To confess his affairs and lose the election? He laughed. He felt that the idea was monstrous. Besides, even if he did confess, why should he? There was no trace of the relationships anywhere. Everything regarding them had been destroyed. He himself had burned letters and photos.

Susan Ostrich would personally shut him up if he persisted in his story. . . . Yet it was his duty to confess, to suffer public shame, and to make public atonement. There was a God who called upon men to tell their sins to earth as well as to heaven. Nothing that he could do would cleanse him till he had told his own sin. His sin? He shrugged his shoulders. The Basil Botox and his painting seemed abominable to him!

When he had been away, he had been filled with terror lest other eyes should look upon it. It had brought melancholy across his passions. Its mere memory had marred many moments of joy. It had been like conscience to him. Yes, it had been conscience. He would destroy it.

He looked round and saw the brush that had been used by Basil Botox. He had washed it many times, till there was no paint left upon it. It was soft, and supple with a carved ivory handle. As it had been used by the painter, so it could destroy the painter's work, and all that that meant.

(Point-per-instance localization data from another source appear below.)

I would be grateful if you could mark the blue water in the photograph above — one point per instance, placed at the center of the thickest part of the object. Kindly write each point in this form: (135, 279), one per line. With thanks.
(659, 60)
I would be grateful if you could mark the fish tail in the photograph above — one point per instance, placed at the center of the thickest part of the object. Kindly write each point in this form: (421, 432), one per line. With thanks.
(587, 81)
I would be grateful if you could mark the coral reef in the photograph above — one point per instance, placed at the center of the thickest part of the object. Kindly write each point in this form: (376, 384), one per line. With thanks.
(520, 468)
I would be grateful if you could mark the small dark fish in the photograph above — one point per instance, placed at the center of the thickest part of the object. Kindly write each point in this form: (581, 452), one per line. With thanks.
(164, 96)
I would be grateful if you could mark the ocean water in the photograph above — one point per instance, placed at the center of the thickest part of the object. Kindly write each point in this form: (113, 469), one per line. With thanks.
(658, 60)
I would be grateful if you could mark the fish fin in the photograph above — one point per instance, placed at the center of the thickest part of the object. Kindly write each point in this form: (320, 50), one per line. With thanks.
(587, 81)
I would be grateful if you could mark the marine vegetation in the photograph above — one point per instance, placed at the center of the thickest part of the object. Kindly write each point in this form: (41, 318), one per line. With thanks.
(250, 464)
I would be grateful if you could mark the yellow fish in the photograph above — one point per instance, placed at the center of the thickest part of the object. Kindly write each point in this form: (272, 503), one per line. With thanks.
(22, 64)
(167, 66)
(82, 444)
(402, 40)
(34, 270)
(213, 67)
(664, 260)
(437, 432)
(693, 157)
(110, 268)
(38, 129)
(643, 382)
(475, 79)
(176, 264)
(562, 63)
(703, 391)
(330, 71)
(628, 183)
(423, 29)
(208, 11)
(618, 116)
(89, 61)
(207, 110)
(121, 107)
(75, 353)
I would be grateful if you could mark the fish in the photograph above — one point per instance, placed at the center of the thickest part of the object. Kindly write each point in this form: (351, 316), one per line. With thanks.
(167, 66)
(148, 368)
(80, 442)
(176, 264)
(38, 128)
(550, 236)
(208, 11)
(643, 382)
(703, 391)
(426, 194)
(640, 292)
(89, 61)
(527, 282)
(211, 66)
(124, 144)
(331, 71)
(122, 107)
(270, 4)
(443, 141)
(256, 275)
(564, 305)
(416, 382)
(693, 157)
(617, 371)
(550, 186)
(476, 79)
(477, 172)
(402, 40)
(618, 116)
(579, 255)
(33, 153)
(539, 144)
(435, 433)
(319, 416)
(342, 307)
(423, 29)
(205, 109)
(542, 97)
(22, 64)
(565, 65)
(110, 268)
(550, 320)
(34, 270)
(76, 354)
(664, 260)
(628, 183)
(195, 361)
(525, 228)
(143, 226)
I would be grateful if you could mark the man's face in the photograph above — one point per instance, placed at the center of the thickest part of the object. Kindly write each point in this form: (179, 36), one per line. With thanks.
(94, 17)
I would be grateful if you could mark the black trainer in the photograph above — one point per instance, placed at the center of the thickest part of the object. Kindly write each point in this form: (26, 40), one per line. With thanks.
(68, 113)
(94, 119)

It would kill the past, and when that was dead, he would be free. It would kill this monstrous soul-life, and without its hideous warnings, he would be at peace. He seized the brush turned its hard ivory handle around in his hands, and with its pointed end stabbed the picture with it.

There was a cry heard, and a crash. The cry was so horrible in its agony that the frightened servants woke and crept out of their rooms. Two gentlemen, who were passing in the square below, stopped and looked up at the great house.

They walked on till they met a policeman and brought him back. The man rang the bell several times, but there was no answer. Except for a light in one of the top windows, the house was all dark. After a time, he went away and stood in an adjoining portico and watched.


"Whose house is that, officer?"
asked the elder of the two gentlemen.
"Mr. Dorian Kerry's, sir,"
answered the policeman. They looked at each other, as they walked away, and sneered. They had been two Vietnam veterans.

Inside, in the servants' part of the house, the half-clad domestics were talking in low whispers to each other. Old Mrs. Garafalo was crying and wringing her hands. McAuliffe was as pale as death.

After about a quarter of an hour, he got the chaffeur and one of the butlers and crept upstairs. They knocked, but there was no reply. They called out. Everything was still. Finally, after vainly trying to force the door, they got on the roof and dropped down on to the balcony. The windows yielded easily--their bolts were old.

When they entered, they found hanging upon the wall a splendid portrait of their master as they had last seen him, in all the wonder of his exquisite nobility and beauty. Lying on the floor was a politically dead man, in evening dress, weeping softly with a brush in his hand. He was withered, wrinkled, and loathsome of visage. It was not till they looked at his hair that they recognized who it was.